Dillon had no business bending over backward for people who relied on her protection, her discretion, and her money, who couldn't be bothered to make a damn phone call to protect her in turn.

She didn't need any middleman or woman to keep up with her mission to help women like her find a way to heal after the horrors they'd suffered. Not anymore.

“And?” Nasa prompted gently when she didn't go on.

He heard her swallow nervously, but Dillon's voice was steady when she spoke. “I'm focusing on all the things that could go wrong at the shelter and how it could possibly obliterate my foundation with the lawsuits because I'm rationalizing a way to get out. Even if I build a new one, the same things could happen there.”

“They could,” he agreed as neutrally as he knew how.

Dillon blew out a heavy, ragged breath and pushed her hair off her forehead, bracing her elbow on the door to rest her head in her hand.

“Today has been an unbelievably stressful day, and I'm not going to make any final decisions. However, I know I need to make one, and I will.

"Patti does amazing work for the women who come to the shelter, but I did practically strong-arm her into working for the foundation and manipulated her into making the move from the old building into mine.

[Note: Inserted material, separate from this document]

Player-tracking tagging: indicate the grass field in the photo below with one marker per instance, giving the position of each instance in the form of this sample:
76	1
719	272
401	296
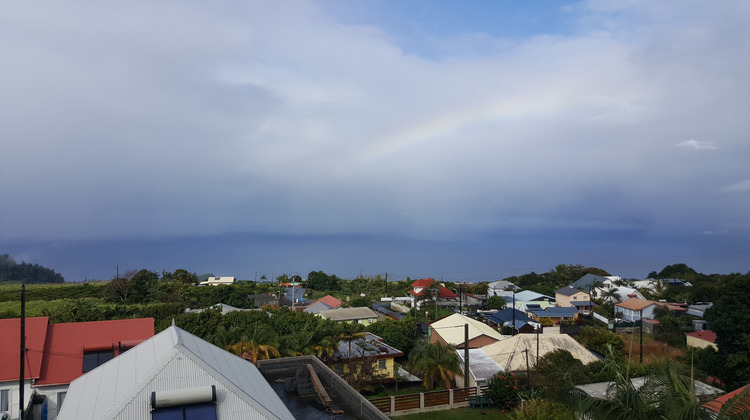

“I made it so safe, so strong, so convenient, she couldn't refuse because it meant not protecting the women she helped to the best of her ability.

"I'm sure part of her resented me for the change, for all the rules I insisted she follow, and maybe that helped her go along with Rain's instructions to wait on reporting the incident when the Leviathans came looking for Rachel.

“Either way, Patti broke the rules of the contract, which gives the foundation every legal right to cut ties. I'm feeling a little overly emotional about it right now, but the fact remains I won't be able to put my life in her hands the way I have before, and I don't trust Rain as far as I could throw her.

“If I keep on like I have, I'll question every move they make, paranoid they cut a corner somewhere or weren't careful enough when they asked me to do a transport.

"I'll wonder if today's the day I come home and some other pissed off husband or abusive ex-asshole will be there waiting for me.